Son birkaç gündür boğucu sıkıntılı sıcak olan hava bu akşamüstü biraz serinliyor, son anda yetişiyoruz tıklım tıkışık ada vapuruna.
Yer bulamaz mıyız mı acaba derken, Ramazan bizi yine tanıyor ve masamızı ayarlıyor. Adanın sahile paralel sokaklarında yürüyoruz bir yarım saat ve burada bir yaz 2 haftalığına da olsa ev kiralamaya karar veriyoruz. Ne aheste hayat olur ama! Umarım gerçekleştiririz bu hayalimizi seneye...

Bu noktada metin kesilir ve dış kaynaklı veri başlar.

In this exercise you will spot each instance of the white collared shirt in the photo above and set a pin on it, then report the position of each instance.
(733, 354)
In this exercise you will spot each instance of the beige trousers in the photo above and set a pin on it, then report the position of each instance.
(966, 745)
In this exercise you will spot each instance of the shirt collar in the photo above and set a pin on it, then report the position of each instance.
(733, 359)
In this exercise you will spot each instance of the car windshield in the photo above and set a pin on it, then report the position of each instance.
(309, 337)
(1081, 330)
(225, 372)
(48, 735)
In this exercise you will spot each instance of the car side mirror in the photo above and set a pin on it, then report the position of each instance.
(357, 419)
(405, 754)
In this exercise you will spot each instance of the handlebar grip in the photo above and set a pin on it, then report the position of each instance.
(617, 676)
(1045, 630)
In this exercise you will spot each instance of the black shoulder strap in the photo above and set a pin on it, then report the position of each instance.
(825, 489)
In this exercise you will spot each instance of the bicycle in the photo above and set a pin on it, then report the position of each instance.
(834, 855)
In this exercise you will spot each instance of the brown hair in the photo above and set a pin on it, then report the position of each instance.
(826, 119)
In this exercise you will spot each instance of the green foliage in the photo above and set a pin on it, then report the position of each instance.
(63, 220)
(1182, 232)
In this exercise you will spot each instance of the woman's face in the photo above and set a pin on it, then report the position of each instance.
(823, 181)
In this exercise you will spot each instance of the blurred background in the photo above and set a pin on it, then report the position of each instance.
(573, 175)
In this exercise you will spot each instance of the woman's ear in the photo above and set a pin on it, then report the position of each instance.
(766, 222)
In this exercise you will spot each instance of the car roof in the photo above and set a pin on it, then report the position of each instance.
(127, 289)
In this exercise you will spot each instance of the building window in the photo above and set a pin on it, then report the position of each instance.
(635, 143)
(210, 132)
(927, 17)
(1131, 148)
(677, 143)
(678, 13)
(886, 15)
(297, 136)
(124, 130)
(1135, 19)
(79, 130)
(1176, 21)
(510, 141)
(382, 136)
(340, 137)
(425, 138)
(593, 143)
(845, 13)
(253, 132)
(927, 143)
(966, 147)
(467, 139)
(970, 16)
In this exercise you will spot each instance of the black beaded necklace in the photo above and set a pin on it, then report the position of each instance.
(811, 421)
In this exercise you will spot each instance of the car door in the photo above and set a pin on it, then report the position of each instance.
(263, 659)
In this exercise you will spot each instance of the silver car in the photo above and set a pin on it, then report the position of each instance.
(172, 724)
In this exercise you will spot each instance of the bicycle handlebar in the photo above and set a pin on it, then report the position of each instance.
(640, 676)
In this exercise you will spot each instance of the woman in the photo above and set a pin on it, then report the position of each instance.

Akşam yemeğinde beyaz şarap açıyoruz, sesim kısıldığı için buzlu rakıyı pas geçiyorum bu seferlik. Aslında galiba biraz fazla cesurum buraya gelmekle tam iyileşmeden, yine de yemekte hiç sorun çıkmıyor. Sonradan sevmeye başladığım kalamar tava, peynirli bir patlıcan kızartma olan Rum böreği, çok yumuşak olmasa da lezzetli gelen ahtapot ızgara, bana Adem dedeyi hatırlatan köpoğlu mancası soframızı şenlendiriyor bu kez...
Sohbet, ay ışığında atıştırmaya başlayan hafif yağmurda devam ediyor, erkence kalkıp dönüş vapurunu yakalıyoruz.
Dönüşte ne yazık ki kendimi güçsüz hissetmeye başlıyorum ve gıcık tutuyor, öksürmeye başlıyorum.
Bu gece fena geçmese de, sabaha karşı öksürük kriziyle uyanıyorum.